The San Juan Daily Star
House passes bill to study FAA alert system whose outage grounded flights
Cancellations and delays mount on a flight status tracker at Newark Liberty International
Airport in New Jersey, on Jan.11, 2023.
By MARK WALKER
The House passed legislation earlier this week that would create a task force to study a Federal Aviation Administration alert system that went down this month, causing departing flights to be grounded nationwide.
The bill drew overwhelming bipartisan support, passing by a vote of 424-4. It faces an unclear future in the Senate, where it failed to receive a vote after previously passing the House in 2019 and again in 2021. But the system outage this month is bringing more attention to what experts say is outdated technology at the FAA.
Departures across the country were halted for about 90 minutes on Jan. 11 after the FAA’s Notice to Air Missions system went down, and thousands of flights were ultimately delayed that day. The so-called NOTAM system is used to provide information to pilots about hazards like runway closures and airspace restrictions.

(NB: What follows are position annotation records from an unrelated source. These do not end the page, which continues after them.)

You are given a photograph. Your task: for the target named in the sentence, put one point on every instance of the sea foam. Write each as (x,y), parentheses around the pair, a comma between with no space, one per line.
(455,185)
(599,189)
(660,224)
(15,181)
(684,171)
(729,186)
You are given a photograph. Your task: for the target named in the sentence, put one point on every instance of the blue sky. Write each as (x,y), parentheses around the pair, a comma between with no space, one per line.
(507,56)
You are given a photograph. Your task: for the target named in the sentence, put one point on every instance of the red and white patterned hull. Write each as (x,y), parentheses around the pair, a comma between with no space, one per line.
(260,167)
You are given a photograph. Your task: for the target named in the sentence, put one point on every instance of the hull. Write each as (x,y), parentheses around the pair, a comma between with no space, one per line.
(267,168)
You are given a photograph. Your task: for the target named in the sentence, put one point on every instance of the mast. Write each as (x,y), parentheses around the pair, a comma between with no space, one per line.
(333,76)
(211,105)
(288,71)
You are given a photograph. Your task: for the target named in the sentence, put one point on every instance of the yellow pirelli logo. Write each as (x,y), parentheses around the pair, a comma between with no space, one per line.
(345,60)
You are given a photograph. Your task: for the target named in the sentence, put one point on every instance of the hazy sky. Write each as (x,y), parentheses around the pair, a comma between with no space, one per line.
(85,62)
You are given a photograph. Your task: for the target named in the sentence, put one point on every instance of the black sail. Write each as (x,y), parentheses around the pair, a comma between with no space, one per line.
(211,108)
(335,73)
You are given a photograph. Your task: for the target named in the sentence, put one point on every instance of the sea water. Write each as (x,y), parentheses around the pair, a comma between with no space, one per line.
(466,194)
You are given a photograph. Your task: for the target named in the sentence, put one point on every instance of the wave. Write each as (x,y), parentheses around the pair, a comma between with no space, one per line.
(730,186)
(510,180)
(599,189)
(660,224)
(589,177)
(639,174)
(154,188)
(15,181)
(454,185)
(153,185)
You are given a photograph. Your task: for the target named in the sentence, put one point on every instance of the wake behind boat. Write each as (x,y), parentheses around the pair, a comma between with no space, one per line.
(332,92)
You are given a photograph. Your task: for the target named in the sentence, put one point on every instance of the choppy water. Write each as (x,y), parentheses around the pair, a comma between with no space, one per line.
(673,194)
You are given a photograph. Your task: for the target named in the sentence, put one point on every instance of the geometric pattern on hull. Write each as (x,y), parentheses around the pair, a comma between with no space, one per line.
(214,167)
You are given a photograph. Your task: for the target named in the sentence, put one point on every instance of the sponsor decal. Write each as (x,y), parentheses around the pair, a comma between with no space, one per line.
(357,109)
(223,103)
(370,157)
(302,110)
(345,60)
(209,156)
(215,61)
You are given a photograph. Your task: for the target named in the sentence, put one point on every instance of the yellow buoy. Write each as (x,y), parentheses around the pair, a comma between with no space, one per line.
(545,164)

Rep. Pete Stauber, R-Minn., the bill’s sponsor, said it was unacceptable that the current system had been allowed to stay in place for so long, citing complaints from pilots about how the notices sent through it are hard to interpret. He expressed hope that after the recent outage, the bill would finally make it through the Senate.
“We must do this,” Stauber said. “This is a priority. We cannot have another critical failure like we did a couple weeks ago.”

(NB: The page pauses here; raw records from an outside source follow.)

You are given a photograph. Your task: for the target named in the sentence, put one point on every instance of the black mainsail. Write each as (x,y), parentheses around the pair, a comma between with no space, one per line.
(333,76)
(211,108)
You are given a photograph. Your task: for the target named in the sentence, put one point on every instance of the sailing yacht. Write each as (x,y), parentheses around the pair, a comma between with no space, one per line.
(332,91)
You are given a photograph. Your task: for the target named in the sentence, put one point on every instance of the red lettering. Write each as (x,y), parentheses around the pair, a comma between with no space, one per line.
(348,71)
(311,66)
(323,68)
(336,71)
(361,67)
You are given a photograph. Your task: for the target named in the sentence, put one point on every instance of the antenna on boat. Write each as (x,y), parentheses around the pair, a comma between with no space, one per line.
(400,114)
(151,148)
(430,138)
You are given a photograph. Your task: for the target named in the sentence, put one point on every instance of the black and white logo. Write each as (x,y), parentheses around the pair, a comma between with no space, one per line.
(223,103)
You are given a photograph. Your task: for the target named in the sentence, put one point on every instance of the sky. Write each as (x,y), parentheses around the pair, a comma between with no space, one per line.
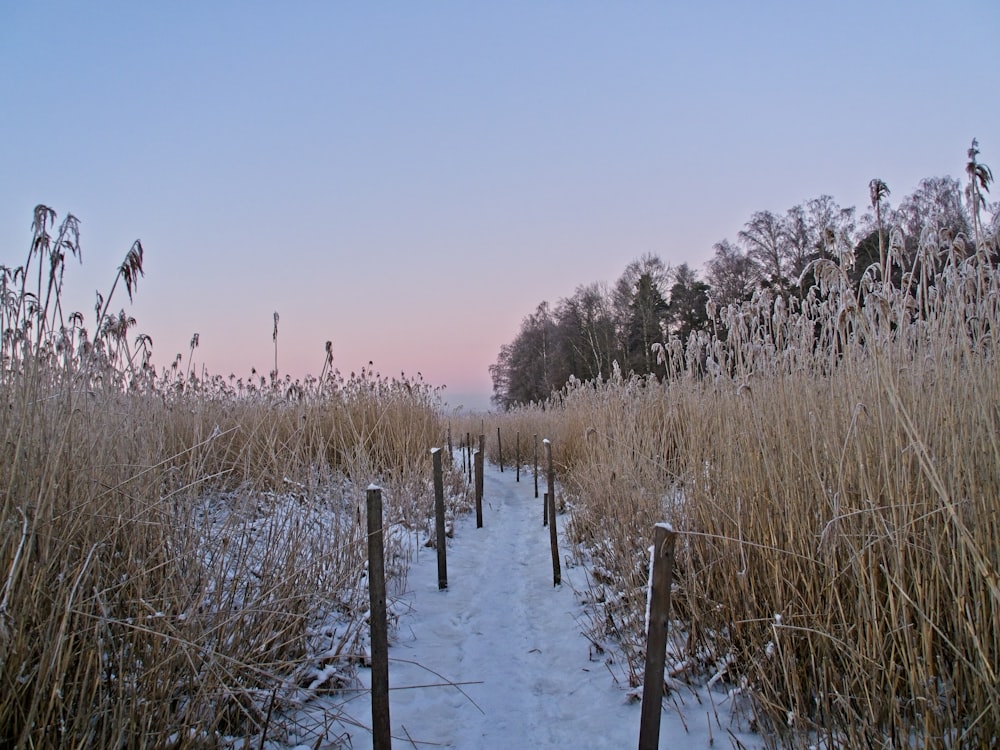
(409,180)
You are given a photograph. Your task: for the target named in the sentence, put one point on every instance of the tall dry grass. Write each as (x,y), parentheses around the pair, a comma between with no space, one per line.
(180,554)
(833,469)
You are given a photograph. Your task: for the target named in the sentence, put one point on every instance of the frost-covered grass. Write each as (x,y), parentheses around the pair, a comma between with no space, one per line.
(833,470)
(181,556)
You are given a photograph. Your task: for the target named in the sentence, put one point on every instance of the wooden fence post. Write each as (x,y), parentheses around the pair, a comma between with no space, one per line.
(536,466)
(439,520)
(381,735)
(553,530)
(517,454)
(661,573)
(479,481)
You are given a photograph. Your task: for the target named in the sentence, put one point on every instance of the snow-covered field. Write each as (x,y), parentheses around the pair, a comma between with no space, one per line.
(500,659)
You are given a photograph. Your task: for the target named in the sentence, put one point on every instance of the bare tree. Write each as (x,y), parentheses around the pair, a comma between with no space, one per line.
(764,238)
(731,274)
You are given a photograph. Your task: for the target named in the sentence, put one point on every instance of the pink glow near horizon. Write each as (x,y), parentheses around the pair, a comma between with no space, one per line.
(410,181)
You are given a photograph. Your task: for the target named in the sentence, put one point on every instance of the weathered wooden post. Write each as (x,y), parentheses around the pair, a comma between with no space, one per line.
(479,481)
(536,466)
(468,444)
(661,574)
(381,736)
(517,454)
(553,530)
(439,519)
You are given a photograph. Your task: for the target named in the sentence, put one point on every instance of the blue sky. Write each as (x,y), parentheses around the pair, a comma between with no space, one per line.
(408,180)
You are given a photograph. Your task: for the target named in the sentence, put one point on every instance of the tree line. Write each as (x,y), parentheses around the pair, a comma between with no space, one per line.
(600,328)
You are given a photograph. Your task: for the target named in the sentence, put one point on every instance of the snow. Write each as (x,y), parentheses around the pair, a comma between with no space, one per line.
(499,659)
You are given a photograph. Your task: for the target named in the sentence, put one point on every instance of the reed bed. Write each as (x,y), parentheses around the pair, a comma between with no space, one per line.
(182,557)
(833,468)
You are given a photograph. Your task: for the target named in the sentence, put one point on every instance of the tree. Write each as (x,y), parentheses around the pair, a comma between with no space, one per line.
(624,291)
(731,274)
(587,332)
(525,369)
(647,314)
(935,205)
(878,191)
(764,239)
(688,300)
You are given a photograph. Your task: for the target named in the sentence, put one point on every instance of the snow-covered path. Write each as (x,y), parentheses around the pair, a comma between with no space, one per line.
(535,680)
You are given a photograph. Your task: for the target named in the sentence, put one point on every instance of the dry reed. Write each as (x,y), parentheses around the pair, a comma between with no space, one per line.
(180,555)
(833,467)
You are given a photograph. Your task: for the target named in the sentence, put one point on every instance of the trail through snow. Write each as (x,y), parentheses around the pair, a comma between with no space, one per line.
(513,644)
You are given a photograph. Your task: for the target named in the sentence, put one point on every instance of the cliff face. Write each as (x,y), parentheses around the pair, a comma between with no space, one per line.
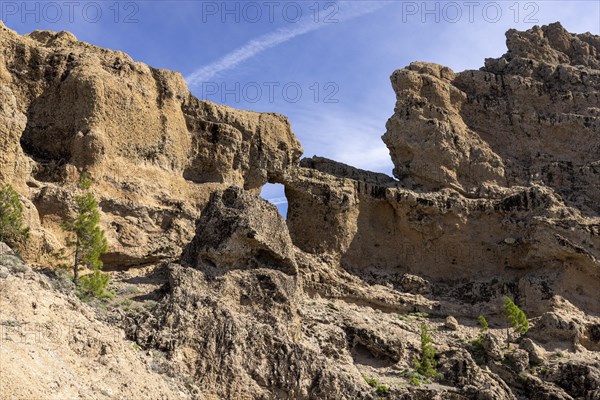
(154,151)
(496,192)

The legislation would direct the FAA to create a task force to consider improvements to the system. Its members would be appointed by the agency’s administrator and would include representatives of airlines, airports and labor unions as well as experts in areas like aviation safety and cybersecurity.
The FAA declined to comment on the bill. A spokesperson for Sen. Maria Cantwell, D-Wash., chair of the Senate Commerce Committee, did not respond to a request for comment.

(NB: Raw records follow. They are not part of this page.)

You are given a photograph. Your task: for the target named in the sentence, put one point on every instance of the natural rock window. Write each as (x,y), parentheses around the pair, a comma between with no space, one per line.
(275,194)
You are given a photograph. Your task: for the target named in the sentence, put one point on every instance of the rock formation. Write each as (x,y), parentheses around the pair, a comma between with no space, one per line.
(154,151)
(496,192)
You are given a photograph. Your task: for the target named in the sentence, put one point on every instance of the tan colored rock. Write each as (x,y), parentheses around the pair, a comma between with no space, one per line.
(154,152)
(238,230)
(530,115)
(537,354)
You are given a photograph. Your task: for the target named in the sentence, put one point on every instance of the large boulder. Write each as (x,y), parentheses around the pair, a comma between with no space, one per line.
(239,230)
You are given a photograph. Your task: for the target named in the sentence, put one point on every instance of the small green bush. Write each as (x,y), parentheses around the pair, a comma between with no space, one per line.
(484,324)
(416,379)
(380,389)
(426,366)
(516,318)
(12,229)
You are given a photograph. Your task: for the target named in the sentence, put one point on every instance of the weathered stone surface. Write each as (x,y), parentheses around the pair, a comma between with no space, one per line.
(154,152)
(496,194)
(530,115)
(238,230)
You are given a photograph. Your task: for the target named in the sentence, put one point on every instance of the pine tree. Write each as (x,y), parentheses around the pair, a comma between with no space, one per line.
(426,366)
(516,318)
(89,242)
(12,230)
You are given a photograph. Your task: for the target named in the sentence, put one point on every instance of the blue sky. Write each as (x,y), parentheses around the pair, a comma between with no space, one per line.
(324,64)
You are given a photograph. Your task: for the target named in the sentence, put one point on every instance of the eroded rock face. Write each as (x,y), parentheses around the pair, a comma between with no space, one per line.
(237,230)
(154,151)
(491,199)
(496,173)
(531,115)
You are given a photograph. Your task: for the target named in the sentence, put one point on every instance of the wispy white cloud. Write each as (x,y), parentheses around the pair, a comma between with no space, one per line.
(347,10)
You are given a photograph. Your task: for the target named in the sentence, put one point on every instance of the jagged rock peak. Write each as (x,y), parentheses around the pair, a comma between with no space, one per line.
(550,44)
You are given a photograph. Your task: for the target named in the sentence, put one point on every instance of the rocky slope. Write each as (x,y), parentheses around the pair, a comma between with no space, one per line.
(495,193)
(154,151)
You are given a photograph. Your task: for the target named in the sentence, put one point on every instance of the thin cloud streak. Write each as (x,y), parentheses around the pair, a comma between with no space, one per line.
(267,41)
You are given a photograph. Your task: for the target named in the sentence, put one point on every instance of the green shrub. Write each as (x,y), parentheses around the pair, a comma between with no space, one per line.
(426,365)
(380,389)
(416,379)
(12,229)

The FAA has been in the process of modernizing the NOTAM system, which the agency’s most recent budget request described as relying on “failing vintage hardware.” Congress provided funding for the modernization efforts in the spending package that lawmakers approved last month to fund the government through September.
Matthew Lehner, a spokesperson for the FAA, said the modernization project would hit a milestone in 2025 when the legacy portion of the system is phased out. Additional improvements are scheduled through 2030, and the agency is looking for ways to speed up the timeline for that work, Lehner said.
The FAA said last week that a preliminary investigation into the outage revealed that contract personnel had “unintentionally deleted files” while working on the system. The agency added that it had taken steps to make the system “more resilient” and that no evidence of a cyberattack or malicious intent had been found.
The outage came on the heels of another air travel mess. Around Christmas, Southwest Airlines was forced to cancel thousands of flights after a winter storm threw its operations into chaos for days.
Rep. Mark DeSaulnier, D-Calif., a co-sponsor of the bill, said that weeks before the system outage, he and a colleague, Rep. Rick Larsen, D-Wash., had sent a letter to the FAA asking for an update on the efforts to modernize the NOTAM system.
DeSaulnier said he had been pushing for the system to be improved since a harrowing incident at San Francisco International Airport in 2017 in which an Air Canada plane almost landed on a taxiway instead of a nearby runway. Four planes loaded with passengers had been waiting on the taxiway to be cleared for takeoff, and the Air Canada plane narrowly avoided a collision.
The flight crew’s “ineffective review of NOTAM information” concerning a runway closure at the airport was among the factors cited in the National Transportation Safety Board’s investigation of the incident.
“We came within 100 feet of having the worst aviation disaster in the history of the country,” DeSaulnier said, “so we’ve got to make sure all of these systems are as foolproof as possible on every level and people have a great sense of confidence in them.”